Companies need to be able to interact with and sell to their customers as efficiently as possible. This reality, coupled with the ongoing migration of enterprises to the cloud drives demand for cloud-based customer relationship management (CRM) software that integrate data analytics with sales and marketing functions.
Zendesk has a number of competitors in this space, from public companies like Hubspot (NYSE:HUBS) and Salesforce (NYSE:CRM) to private companies like Intercom.
As you can see below, Zendesk's revenue growth has been very strong over the last year, growing from quarterly revenue of $318.2 million, to $407.2 million.
This quarter, Zendesk's quarterly revenue was once again up a very solid 27.9% year on year. On top of that, revenue increased $18.8 million quarter on quarter, a very strong improvement on the $12.9 million increase in Q1 2022, which shows acceleration of growth, and is great to see.
Ahead of the earnings results the analysts covering the company were estimating sales to grow 24.1% over the next twelve months.
What makes the software as a service business so attractive is that once the software is developed, it typically shouldn't cost much to provide it as an ongoing service to customers. Zendesk's gross profit margin, an important metric measuring how much money there is left after paying for servers, licenses, technical support and other necessary running expenses was at 79.6% in Q2.
That means that for every $1 in revenue the company had $0.79 left to spend on developing new products, marketing & sales and the general administrative overhead. Despite the recent drop, this is still a good gross margin that allows companies like Zendesk to fund large investments in product and sales during periods of rapid growth and be profitable when they reach maturity.
Cash Is King
If you follow StockStory for a while, you know that we put an emphasis on cash flow. Why, you ask? We believe that in the end cash is king, as you can't use accounting profits to pay the bills. Zendesk's free cash flow came in at $40.7 million in Q2, up 94.7% year on year.

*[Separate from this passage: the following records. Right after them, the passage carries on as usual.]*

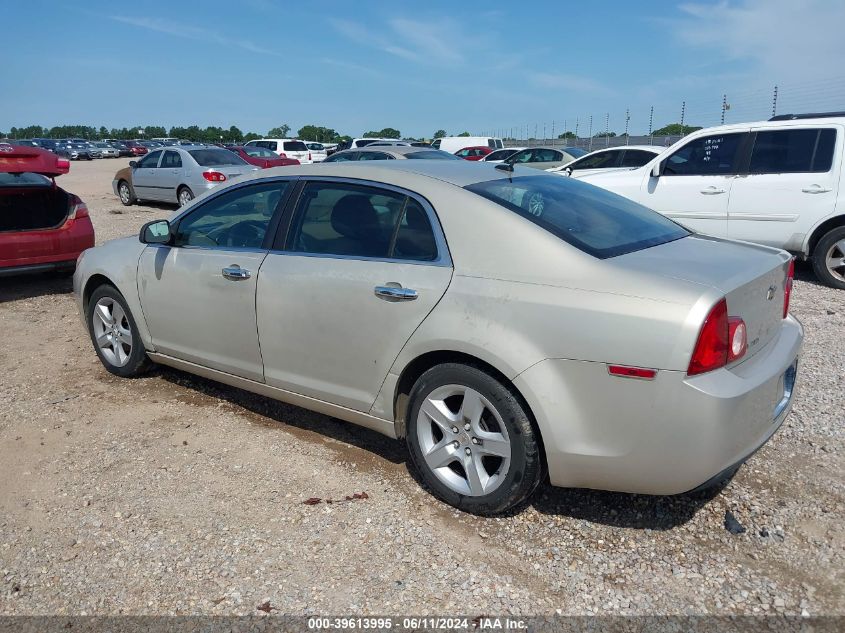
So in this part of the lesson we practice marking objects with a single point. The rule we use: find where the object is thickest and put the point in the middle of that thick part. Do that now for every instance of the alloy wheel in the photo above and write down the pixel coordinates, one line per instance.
(463, 440)
(112, 331)
(835, 260)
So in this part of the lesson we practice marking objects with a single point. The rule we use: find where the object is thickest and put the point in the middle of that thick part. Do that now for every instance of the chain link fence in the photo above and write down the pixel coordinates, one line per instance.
(638, 127)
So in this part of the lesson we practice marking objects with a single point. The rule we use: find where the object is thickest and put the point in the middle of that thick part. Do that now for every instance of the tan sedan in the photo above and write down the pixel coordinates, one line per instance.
(506, 323)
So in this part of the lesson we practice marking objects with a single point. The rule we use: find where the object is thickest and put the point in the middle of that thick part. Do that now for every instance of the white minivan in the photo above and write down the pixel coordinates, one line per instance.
(288, 147)
(453, 144)
(775, 182)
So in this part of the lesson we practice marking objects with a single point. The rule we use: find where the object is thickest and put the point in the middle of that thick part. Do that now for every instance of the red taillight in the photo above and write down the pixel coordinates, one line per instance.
(711, 350)
(738, 338)
(787, 287)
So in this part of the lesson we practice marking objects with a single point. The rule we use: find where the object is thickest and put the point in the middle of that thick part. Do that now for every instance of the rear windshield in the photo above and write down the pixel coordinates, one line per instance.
(25, 179)
(593, 220)
(214, 157)
(432, 153)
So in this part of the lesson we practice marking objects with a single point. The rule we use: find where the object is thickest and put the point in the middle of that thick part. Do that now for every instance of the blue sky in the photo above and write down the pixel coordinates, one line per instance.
(415, 66)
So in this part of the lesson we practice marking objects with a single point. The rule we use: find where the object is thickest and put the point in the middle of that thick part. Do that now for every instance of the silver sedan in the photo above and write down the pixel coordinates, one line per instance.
(177, 174)
(507, 323)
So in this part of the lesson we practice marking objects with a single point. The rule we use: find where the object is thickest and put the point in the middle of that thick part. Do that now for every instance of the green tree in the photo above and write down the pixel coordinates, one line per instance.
(317, 133)
(675, 129)
(279, 132)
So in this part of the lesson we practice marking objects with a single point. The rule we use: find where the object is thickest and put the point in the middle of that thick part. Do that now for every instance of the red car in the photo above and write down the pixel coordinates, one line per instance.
(476, 152)
(42, 226)
(261, 156)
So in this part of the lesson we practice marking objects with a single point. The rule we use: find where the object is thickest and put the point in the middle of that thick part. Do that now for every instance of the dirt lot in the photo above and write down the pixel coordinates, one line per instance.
(170, 494)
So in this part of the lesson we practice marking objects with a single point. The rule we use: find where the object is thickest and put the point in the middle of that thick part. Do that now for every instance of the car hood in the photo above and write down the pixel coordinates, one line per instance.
(18, 159)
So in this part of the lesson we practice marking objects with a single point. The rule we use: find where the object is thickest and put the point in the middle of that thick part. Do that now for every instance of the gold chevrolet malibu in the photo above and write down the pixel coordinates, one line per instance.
(510, 325)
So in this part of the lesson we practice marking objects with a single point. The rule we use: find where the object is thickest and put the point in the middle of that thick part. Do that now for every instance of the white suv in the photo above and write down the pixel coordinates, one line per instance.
(774, 182)
(286, 147)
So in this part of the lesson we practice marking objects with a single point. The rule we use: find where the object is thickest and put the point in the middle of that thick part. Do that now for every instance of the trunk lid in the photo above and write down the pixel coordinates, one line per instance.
(21, 159)
(752, 278)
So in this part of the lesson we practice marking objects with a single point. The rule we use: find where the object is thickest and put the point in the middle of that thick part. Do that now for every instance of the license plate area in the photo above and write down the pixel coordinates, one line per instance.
(787, 389)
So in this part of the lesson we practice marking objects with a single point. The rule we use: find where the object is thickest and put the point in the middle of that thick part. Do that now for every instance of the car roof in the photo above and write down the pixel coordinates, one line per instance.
(781, 123)
(396, 150)
(459, 173)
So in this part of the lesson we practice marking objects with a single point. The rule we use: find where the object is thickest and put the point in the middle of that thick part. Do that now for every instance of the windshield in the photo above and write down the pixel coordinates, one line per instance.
(432, 153)
(593, 220)
(214, 157)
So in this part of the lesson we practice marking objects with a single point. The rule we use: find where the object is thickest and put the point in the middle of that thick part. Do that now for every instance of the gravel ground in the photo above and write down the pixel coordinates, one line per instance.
(174, 495)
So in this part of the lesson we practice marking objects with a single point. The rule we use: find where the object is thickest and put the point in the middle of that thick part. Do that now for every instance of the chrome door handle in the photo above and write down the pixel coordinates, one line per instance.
(236, 273)
(392, 293)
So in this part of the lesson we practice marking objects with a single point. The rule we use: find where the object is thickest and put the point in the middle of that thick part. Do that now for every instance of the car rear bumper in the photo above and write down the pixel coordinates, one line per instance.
(47, 249)
(664, 436)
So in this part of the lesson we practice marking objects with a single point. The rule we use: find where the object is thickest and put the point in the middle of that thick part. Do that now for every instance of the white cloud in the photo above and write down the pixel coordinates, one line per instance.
(785, 40)
(192, 33)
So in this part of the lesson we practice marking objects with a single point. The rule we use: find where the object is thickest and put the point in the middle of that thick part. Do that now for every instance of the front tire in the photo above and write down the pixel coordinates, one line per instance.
(114, 333)
(829, 258)
(184, 196)
(124, 192)
(472, 440)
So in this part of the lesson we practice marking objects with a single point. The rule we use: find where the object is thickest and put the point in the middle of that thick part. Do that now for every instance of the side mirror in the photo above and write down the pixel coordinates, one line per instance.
(155, 232)
(657, 170)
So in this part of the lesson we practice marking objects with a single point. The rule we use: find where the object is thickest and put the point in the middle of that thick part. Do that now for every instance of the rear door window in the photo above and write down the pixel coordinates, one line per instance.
(171, 159)
(706, 156)
(601, 160)
(593, 220)
(793, 151)
(150, 160)
(343, 219)
(215, 157)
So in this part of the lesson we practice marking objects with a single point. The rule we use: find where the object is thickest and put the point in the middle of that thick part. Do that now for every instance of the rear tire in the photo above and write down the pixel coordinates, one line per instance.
(184, 196)
(472, 440)
(114, 333)
(829, 258)
(124, 192)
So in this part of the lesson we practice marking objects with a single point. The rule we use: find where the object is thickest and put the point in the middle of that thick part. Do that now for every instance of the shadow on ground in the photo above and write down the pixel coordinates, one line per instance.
(34, 285)
(607, 508)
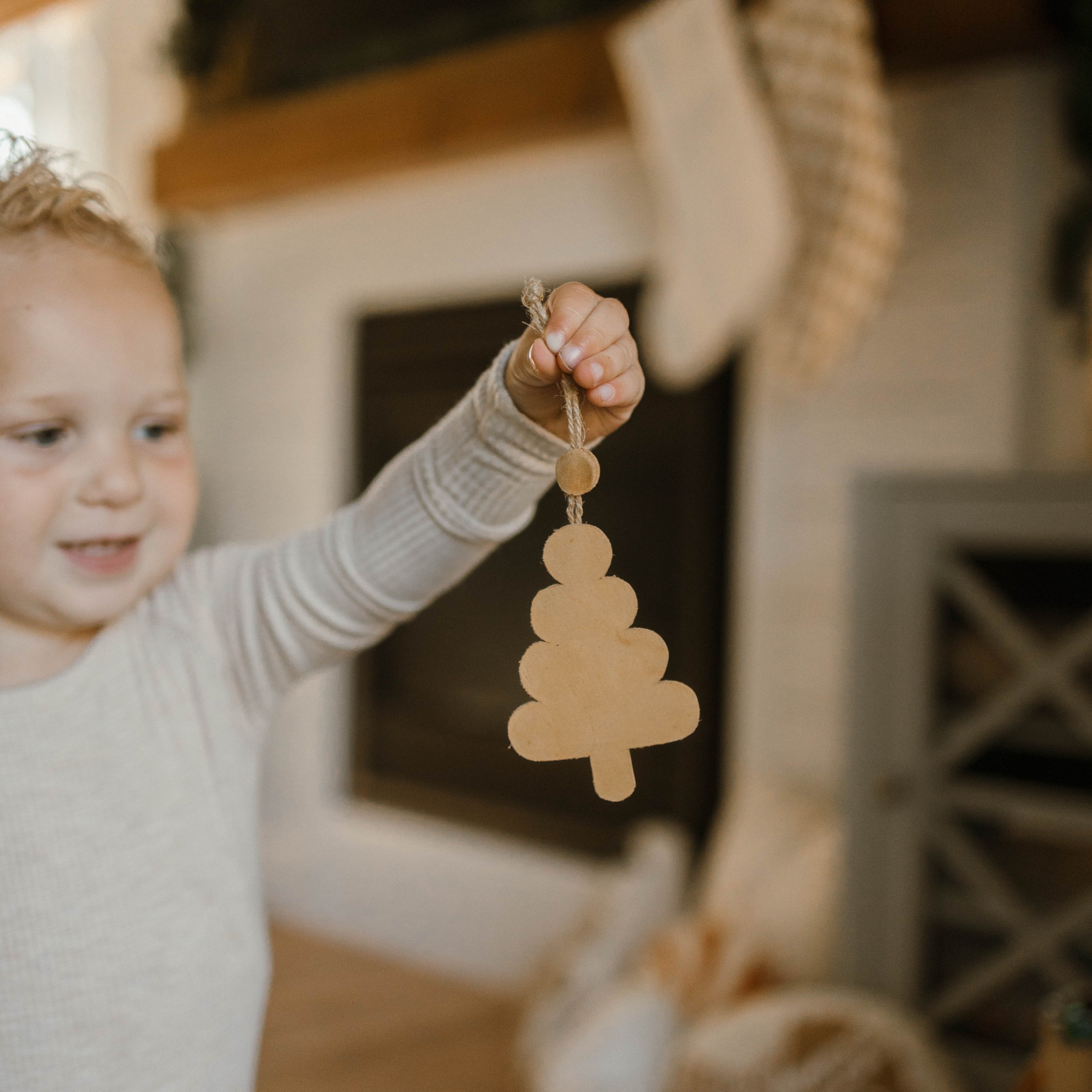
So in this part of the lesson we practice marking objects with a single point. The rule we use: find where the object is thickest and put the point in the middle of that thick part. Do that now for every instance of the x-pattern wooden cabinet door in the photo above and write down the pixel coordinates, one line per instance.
(970, 760)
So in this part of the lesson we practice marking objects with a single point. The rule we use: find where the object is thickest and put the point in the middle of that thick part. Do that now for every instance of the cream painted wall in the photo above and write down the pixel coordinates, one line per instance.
(943, 381)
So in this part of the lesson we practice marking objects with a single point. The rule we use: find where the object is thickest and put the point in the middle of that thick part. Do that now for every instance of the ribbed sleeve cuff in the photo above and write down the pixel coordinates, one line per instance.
(482, 470)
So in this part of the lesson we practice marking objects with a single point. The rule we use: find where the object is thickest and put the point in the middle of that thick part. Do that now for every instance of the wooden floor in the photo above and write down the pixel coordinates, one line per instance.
(343, 1021)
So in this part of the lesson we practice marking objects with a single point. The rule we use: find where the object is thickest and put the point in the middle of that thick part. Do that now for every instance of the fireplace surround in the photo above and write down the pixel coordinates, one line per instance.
(433, 700)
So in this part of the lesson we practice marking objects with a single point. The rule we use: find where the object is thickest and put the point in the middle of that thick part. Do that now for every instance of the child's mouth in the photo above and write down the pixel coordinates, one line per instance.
(104, 557)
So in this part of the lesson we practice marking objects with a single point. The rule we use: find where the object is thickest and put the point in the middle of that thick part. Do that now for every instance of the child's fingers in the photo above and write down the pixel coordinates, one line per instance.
(607, 322)
(622, 395)
(544, 369)
(569, 306)
(605, 366)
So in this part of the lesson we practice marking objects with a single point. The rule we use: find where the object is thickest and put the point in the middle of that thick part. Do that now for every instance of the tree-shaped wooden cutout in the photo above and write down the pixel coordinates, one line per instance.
(598, 684)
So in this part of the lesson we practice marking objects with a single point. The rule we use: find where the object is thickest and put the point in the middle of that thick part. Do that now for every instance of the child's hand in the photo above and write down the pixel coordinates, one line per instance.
(591, 338)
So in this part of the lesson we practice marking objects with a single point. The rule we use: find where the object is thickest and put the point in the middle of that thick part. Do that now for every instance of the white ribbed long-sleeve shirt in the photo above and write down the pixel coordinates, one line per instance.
(134, 953)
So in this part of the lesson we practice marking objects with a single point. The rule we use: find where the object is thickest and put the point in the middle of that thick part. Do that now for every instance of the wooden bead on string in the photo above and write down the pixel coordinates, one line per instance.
(578, 472)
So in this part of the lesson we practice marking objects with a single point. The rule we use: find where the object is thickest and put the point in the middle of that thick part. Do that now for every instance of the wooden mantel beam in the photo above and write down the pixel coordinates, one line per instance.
(536, 87)
(11, 10)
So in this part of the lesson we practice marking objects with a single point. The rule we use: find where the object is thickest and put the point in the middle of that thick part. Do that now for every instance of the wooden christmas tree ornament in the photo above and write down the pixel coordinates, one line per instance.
(598, 684)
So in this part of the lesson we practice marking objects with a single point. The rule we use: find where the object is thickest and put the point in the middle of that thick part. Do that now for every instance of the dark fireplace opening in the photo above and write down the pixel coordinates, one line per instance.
(433, 700)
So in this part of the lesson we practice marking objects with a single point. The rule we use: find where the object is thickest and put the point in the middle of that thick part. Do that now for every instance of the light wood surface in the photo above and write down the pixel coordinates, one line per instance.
(597, 683)
(341, 1020)
(552, 84)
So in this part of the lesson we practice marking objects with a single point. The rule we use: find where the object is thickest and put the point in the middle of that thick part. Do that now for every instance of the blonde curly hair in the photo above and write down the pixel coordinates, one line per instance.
(37, 197)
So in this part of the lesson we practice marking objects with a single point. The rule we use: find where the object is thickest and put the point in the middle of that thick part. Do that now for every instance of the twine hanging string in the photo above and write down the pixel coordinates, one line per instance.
(534, 301)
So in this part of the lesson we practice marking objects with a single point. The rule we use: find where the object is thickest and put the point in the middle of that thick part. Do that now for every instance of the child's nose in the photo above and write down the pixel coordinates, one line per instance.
(114, 479)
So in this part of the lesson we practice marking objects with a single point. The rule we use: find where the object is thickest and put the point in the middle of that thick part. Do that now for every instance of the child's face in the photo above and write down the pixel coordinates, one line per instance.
(98, 489)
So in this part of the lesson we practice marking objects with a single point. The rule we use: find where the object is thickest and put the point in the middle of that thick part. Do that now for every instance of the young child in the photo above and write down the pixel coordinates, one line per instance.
(137, 682)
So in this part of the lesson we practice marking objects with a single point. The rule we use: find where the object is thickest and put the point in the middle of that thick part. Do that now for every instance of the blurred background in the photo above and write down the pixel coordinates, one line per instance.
(856, 503)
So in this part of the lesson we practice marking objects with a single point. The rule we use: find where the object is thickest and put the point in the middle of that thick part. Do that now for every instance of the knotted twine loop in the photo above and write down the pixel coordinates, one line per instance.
(534, 301)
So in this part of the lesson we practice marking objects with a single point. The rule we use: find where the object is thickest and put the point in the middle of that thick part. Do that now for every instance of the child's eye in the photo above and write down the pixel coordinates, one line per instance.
(157, 430)
(47, 437)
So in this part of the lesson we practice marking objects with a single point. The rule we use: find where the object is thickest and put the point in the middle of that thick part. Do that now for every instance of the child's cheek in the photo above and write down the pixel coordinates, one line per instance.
(30, 501)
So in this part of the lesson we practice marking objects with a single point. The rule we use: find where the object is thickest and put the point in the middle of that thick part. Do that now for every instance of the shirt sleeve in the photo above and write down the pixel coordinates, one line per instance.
(436, 511)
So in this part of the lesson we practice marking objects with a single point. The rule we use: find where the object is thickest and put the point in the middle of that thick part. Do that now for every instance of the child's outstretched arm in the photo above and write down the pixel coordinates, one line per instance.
(435, 513)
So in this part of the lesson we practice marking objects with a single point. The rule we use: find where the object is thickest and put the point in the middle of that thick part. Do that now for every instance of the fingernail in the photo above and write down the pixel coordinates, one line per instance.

Zendesk has generated $135.2 million in free cash flow over the last twelve months, a solid 8.9% of revenues. This strong FCF margin is a result of Zendesk asset lite business model and provides it plenty of cash to invest in the business.
Key Takeaways from Zendesk's Q2 Results
With a market capitalization of $9.23 billion Zendesk is among smaller companies, but its more than $1.15 billion in cash and positive free cash flow over the last twelve months give us confidence that Zendesk has the resources it needs to pursue a high growth business strategy.
It was good to see Zendesk deliver strong revenue growth this quarter. That feature of these results really stood out as a positive. On the other hand, there was a deterioration in gross margin. Zooming out, we think this was still a decent, albeit mixed, quarter, showing the company is staying on target. The company currently trades at $75.11 per share.
Is Now The Time?
When considering Zendesk, investors should take into account its valuation and business qualities, as well as what happened in the latest quarter. We think Zendesk is a solid business. Its revenue growth has been strong. On top of that, its impressive gross margins are indicative of excellent business economics, and its strong free cash flow generation gives it re-investment options.
Zendesk has agreed to be acquired by a group of buyout firms led by Hellman & Friedman and Permira in an all-cash transaction that values Zendesk at approximately $10.2 billion.